Hi there,
I have an existing PXC running with version 8.0.32-24.2, and when I upgraded it to 8.0.35, I got a flood of warning saying:
{"log":"2024-01-17T20:20:59.100521Z 345 [Warning] [MY-013360] [Server] Plugin mysql_native_password reported: ''mysql_native_password' is deprecated and will be removed in a future release. Please use caching_sha2_password instead'\n","file":"/var/lib/mysql/mysqld-error.log"}
Then I changed the config authentication-policy=caching_sha2_password, redeployed pxc by helm and manually altered all my users’ auth plugin except the percona generated users, since I’m not sure how to change mysql.pxc.sst.role’s password. The other percona generated users are referencing password from a k8s secret, which I could manually alter them, but I’m not sure if there is a better way:
MySQL [(none)]> select user, plugin from mysql.user where plugin like '%native%';
+--------------------+-----------------------+
| user | plugin |
+--------------------+-----------------------+
| monitor | mysql_native_password |
| operator | mysql_native_password |
| replication | mysql_native_password |
| root | mysql_native_password |
| xtrabackup | mysql_native_password |
| clustercheck | mysql_native_password |
| mysql.pxc.sst.role | mysql_native_password |
| root | mysql_native_password |
+--------------------+-----------------------+
8 rows in set (0.051 sec)
Hello @drew_datajoint,
In order to migrate from mysql_native_password to the new caching_sha2_password you must know the password for the user.
ALTER USER foo@host IDENTIFIED BY 'password' IDENTIFIED WITH 'caching_sha2_password
Because the passwords are stored as hashes, you cannot simply convert an existing one to the other.
For your root users, change your SELECT to include host column. Remember that a user in MySQL is the unique combination of username@source; root@localhost is a completely different user than root@127.0.0.1
Hi @matthewb ,
Thanks for your help! I understood I need to know the user’s password in order to alter the auth plugin to caching_sha2_password, and that’s what I have already done. The question I have now, is that there are Percona XtraDB Cluster generated users shown in the original post user-plugin list:
I have password of most of them, but I don’t have the password for this generated usermysql.pxc.sst.role then I don’t know how to alter it.
It seems like this user is created by backup process, referencing from here, since this article mentioned this user’s credentials is randomly generated by Percona, I don’t think there is a way for me to get the password. Is it possible to drop this user and somehow let Percona to regenerate it again?
Hi @matthewb ,
I’ve tried to manually drop this mysql.pxc.sst.role@localhost and manually recreate this role by here and here, but eventually this caused SST script not able to run, and I have to take a restore to roll it back. I’ll keep this role in mysql_native_password until there is a better solution.

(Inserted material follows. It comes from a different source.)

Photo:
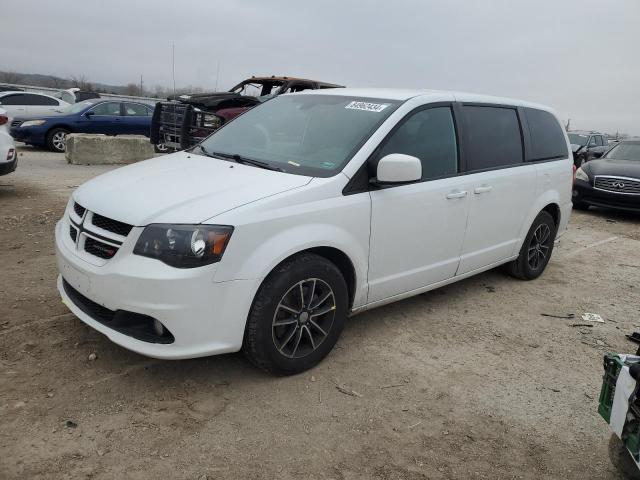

Strange. In the 2nd doc you linked, the INSERT uses the caching_sha2_password plugin. If this was an in-place upgrade from 5.7, then yes, it was originally using native_password. A fresh install of PXC8 most likely uses the new sha2.
@matthewb I don’t think it was the case, I have never deployed any 5.7, and neither noticed/changed this role’s auth plugin. But it seems like it was using native_password when PXC 8.0.21 deployed at the very first time. I’ll see if it can help if I take a canary upgrade with a new replication.
@matthewb I’m also getting a lot of log entries of:
Plugin mysql_native_password reported: mysql_native_password is deprecated and will be removed in a future release. Please use caching_sha2_password instead.
PXC is deployed on version 8.0.35 (latest) from scratch. When a user has mysql_native_password log is getting filled up. I’ve changed all users to “caching_sha2_password” including the user “mysql.pxc.sst.role” with:
ALTER USER 'mysql.pxc.sst.role'@'localhost' IDENTIFIED WITH caching_sha2_password;
This works great and the log entries stop.
However, when crashing a node and rejoining, a user “mysql.pxc.sst.user@localhost” is created with mysql_native_password and an unknown (to me) password. This seems to be an internal user that is created for SST.
Log with mysql_native_password deprecation messages was in 3 weeks grown to 12GB (fewer users with mysql_native_password makes the log smaller).
I guess the creation of user mysql.pxc.sst.user@localhost needs to be changed from mysql_native_password to caching_sha2_password. The mysql.pxc.sst.user@localhost user only seems to be created on the crashed node when it’s rejoined the cluster.
Notice that the method is not specified, which means it will use the server’s default. You need to configure default_authentication_plugin=caching_sha2_password in your my.cnf and restart the server.
This only affects newly created accounts. If you don’t specify which auth method you want when you CREATE USER, it will pick this default. You can always change legacy stuff back to the old way.